The company behind SplashGuard is P2i, a UK-based firm founded in 2004 by Dr Stephen Coulson, now chief technical officer. We caught up with Dr Coulson at the IFA Global Press Conference, in Dubrovnik, Croatia. And it seems that Motorola won't be the only manufacturer to employ the technology.
"We're working with the top 10 to 15 manufacturers", Coulson tells us, but remains tight-lipped as to exactly who those manufacturers are. "We should start seeing more devices before the end of 2012," he confirms, before explaining the difficulties in being specific.
"Each company has a check list of items to run though: Does it affect the battery? Will it affect the screen? Then there is the marketing value of providing this protection on devices.
"But what we've done is proven that this is a cost-effective industrial process," he adds, explaining that P2i's Aridion coating is behind what Motorola are calling SplashGuard.
However, there is a big difference between protection at the nano-level and traditional waterproofing to achieve an IP rating. "You can block water entry with o-rings or plugs, but if you leave that plug out on one occasion, you don't have any protection," explains Coulson.
But that's not to say that Aridion is a replacement for this type of protection. The application of Aridion is designed to provide protection against the sort of accidental exposure that devices experience: dropping your phone in the toilet, or the glass of wine that gets knocked over by a gregarious reveller.
There are several ways that water damages devices, from shorting out electronics to corroding components. P2i's application technique means that rather than blocking the water from the casing, it's all the surfaces within that are protected.
It also means that device design doesn't have to be sacrificed in the process.
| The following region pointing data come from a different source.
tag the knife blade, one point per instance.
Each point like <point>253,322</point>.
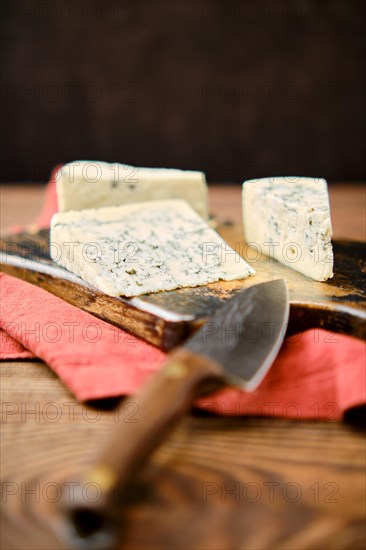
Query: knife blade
<point>235,347</point>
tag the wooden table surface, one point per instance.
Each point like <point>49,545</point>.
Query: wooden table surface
<point>216,483</point>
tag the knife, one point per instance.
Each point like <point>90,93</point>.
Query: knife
<point>234,347</point>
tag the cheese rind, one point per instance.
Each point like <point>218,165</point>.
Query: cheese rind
<point>288,218</point>
<point>94,184</point>
<point>141,248</point>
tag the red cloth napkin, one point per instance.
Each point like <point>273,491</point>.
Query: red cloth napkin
<point>317,375</point>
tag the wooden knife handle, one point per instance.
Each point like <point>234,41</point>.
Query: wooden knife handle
<point>163,400</point>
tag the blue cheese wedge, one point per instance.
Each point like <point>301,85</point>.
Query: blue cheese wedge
<point>141,248</point>
<point>288,219</point>
<point>91,184</point>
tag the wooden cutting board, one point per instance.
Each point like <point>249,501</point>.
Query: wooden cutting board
<point>165,319</point>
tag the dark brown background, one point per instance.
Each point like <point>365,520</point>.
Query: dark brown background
<point>239,89</point>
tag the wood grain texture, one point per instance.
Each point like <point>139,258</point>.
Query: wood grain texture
<point>215,484</point>
<point>166,318</point>
<point>182,499</point>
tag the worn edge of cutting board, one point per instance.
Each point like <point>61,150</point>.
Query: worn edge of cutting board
<point>165,319</point>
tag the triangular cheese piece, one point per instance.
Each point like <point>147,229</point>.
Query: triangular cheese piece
<point>288,219</point>
<point>141,248</point>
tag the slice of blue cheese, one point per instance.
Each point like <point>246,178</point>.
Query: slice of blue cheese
<point>288,219</point>
<point>93,184</point>
<point>141,248</point>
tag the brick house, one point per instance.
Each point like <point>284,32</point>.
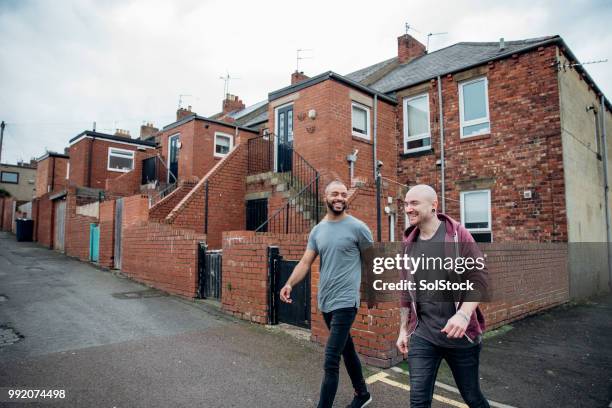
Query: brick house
<point>511,134</point>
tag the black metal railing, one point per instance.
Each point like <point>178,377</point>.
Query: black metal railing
<point>260,154</point>
<point>298,214</point>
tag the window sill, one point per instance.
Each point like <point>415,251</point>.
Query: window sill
<point>119,170</point>
<point>473,138</point>
<point>417,154</point>
<point>361,139</point>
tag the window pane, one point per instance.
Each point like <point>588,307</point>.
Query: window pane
<point>476,129</point>
<point>415,144</point>
<point>121,163</point>
<point>474,102</point>
<point>418,116</point>
<point>359,120</point>
<point>223,144</point>
<point>476,210</point>
<point>10,177</point>
<point>121,153</point>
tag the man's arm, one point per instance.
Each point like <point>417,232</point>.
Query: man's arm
<point>298,274</point>
<point>402,339</point>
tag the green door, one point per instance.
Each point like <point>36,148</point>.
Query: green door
<point>94,242</point>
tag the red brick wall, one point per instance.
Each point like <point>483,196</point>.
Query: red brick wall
<point>129,183</point>
<point>79,162</point>
<point>49,179</point>
<point>77,229</point>
<point>226,208</point>
<point>196,155</point>
<point>163,207</point>
<point>533,278</point>
<point>42,214</point>
<point>313,139</point>
<point>7,213</point>
<point>522,152</point>
<point>158,254</point>
<point>107,233</point>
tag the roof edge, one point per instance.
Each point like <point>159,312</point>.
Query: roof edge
<point>205,119</point>
<point>324,77</point>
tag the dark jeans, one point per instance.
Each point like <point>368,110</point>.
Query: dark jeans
<point>339,343</point>
<point>424,359</point>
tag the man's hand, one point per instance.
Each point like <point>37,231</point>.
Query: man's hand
<point>402,342</point>
<point>285,294</point>
<point>455,327</point>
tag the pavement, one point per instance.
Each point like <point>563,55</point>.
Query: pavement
<point>110,342</point>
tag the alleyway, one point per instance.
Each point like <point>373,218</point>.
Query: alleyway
<point>110,342</point>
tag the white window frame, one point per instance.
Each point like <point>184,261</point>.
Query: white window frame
<point>463,123</point>
<point>416,137</point>
<point>358,105</point>
<point>462,208</point>
<point>276,109</point>
<point>109,168</point>
<point>231,138</point>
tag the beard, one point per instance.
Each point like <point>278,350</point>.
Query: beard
<point>330,205</point>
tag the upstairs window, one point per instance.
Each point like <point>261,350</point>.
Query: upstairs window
<point>120,159</point>
<point>223,144</point>
<point>476,214</point>
<point>417,134</point>
<point>361,120</point>
<point>474,107</point>
<point>9,177</point>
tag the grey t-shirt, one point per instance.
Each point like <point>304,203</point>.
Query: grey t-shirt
<point>338,244</point>
<point>433,315</point>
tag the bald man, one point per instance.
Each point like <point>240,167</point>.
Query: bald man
<point>432,330</point>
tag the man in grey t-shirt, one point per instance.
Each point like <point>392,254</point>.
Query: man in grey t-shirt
<point>338,240</point>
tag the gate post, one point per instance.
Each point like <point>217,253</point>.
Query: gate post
<point>273,257</point>
<point>201,268</point>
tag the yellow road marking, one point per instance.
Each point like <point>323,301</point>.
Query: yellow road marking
<point>383,377</point>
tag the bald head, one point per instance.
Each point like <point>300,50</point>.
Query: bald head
<point>423,192</point>
<point>421,204</point>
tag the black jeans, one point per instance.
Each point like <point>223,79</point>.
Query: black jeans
<point>339,343</point>
<point>424,359</point>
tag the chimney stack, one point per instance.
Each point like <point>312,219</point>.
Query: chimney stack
<point>231,103</point>
<point>183,113</point>
<point>298,77</point>
<point>123,133</point>
<point>408,48</point>
<point>147,130</point>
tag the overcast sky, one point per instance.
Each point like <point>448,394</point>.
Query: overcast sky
<point>66,64</point>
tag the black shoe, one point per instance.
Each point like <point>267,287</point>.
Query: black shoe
<point>360,401</point>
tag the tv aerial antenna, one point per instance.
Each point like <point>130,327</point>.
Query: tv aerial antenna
<point>226,82</point>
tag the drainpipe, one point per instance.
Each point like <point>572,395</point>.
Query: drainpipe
<point>606,186</point>
<point>442,182</point>
<point>93,139</point>
<point>352,159</point>
<point>377,166</point>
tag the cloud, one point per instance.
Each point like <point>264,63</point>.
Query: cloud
<point>120,63</point>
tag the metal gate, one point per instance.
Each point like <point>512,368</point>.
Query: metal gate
<point>209,272</point>
<point>297,312</point>
<point>118,220</point>
<point>59,208</point>
<point>94,242</point>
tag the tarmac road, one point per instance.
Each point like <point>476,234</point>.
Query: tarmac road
<point>111,342</point>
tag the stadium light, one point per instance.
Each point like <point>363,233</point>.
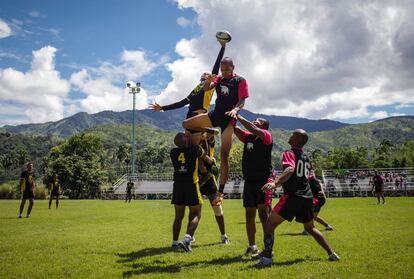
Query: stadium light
<point>134,88</point>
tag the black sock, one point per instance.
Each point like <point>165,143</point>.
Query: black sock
<point>269,240</point>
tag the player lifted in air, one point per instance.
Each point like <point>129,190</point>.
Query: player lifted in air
<point>186,190</point>
<point>232,90</point>
<point>27,188</point>
<point>54,190</point>
<point>319,200</point>
<point>378,184</point>
<point>257,171</point>
<point>297,200</point>
<point>130,188</point>
<point>199,102</point>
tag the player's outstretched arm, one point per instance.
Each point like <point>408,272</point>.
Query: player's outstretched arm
<point>251,127</point>
<point>157,107</point>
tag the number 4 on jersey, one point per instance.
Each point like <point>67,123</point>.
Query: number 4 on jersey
<point>181,158</point>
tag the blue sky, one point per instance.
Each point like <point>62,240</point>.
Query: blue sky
<point>61,57</point>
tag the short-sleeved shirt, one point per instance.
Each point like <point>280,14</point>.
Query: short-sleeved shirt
<point>378,180</point>
<point>298,183</point>
<point>229,92</point>
<point>185,162</point>
<point>28,180</point>
<point>257,156</point>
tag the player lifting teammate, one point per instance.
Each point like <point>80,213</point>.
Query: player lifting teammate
<point>257,171</point>
<point>199,102</point>
<point>297,200</point>
<point>186,190</point>
<point>232,90</point>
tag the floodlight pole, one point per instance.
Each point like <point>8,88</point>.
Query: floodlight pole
<point>133,90</point>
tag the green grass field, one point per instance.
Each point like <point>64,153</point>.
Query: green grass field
<point>111,239</point>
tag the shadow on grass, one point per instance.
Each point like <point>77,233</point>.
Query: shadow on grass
<point>160,266</point>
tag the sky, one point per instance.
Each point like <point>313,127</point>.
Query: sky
<point>350,60</point>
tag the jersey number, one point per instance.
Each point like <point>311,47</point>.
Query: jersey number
<point>181,158</point>
<point>302,168</point>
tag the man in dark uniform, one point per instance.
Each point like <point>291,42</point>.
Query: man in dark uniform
<point>319,200</point>
<point>54,190</point>
<point>232,90</point>
<point>186,190</point>
<point>209,188</point>
<point>378,185</point>
<point>297,200</point>
<point>130,187</point>
<point>257,171</point>
<point>27,188</point>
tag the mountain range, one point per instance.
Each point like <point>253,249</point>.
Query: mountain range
<point>170,121</point>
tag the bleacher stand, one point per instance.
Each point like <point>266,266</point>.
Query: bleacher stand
<point>338,183</point>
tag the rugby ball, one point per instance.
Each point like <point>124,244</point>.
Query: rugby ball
<point>224,36</point>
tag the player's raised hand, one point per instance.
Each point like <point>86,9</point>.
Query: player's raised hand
<point>269,186</point>
<point>218,200</point>
<point>155,107</point>
<point>210,78</point>
<point>233,113</point>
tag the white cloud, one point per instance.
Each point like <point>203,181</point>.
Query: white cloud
<point>40,90</point>
<point>5,30</point>
<point>183,22</point>
<point>104,86</point>
<point>313,59</point>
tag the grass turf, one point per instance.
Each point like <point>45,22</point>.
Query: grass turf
<point>111,239</point>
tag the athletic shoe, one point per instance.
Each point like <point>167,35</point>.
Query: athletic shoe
<point>264,262</point>
<point>213,131</point>
<point>175,247</point>
<point>334,257</point>
<point>260,255</point>
<point>251,251</point>
<point>186,247</point>
<point>225,239</point>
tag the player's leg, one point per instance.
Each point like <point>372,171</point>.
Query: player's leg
<point>178,219</point>
<point>251,225</point>
<point>226,142</point>
<point>29,209</point>
<point>318,236</point>
<point>198,123</point>
<point>218,214</point>
<point>22,203</point>
<point>382,196</point>
<point>272,222</point>
<point>194,219</point>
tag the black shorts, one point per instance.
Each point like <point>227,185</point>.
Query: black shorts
<point>220,120</point>
<point>318,203</point>
<point>28,195</point>
<point>253,194</point>
<point>185,193</point>
<point>54,194</point>
<point>290,207</point>
<point>210,187</point>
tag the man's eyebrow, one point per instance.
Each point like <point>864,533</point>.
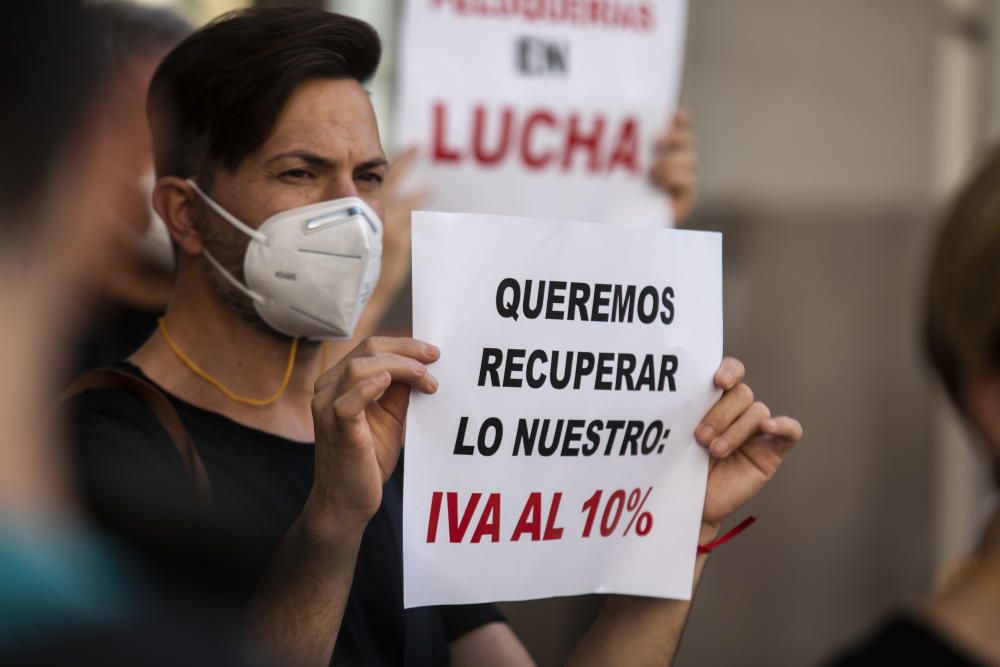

The result is that you can have a lifeproof phone without a bulky casing.
"The secret lies in the chemistry and the application," says Coulson. One of the great things about P2i's approach is that it is easily integrated into the manufacturing process.
The company supplies the nano-coating chambers, into which whole devices can be placed on racks. The process then uses a vapour to coat all the exposed surfaces of the device.
"This layer lowers the surface energy of the product so that when liquids come into contact with it, they remain attracted to their own molecules, rather than being attracted to the surface of the device," he tells us.
The system provides for plenty of scalability and, because of the process, can be used on any device you like - phones, tablets, cameras, laptops.
In fact, electronics aren't the only products to benefit from protection from P2i: the Ministry of Defence originally adopted the tech to protect military clothing and it has found its way into the likes of Timberland and Nike footwear.
So, as P2i's Aridion starts its journey to be in our devices, your next phone might be significantly better protected against accidental water damage than your last.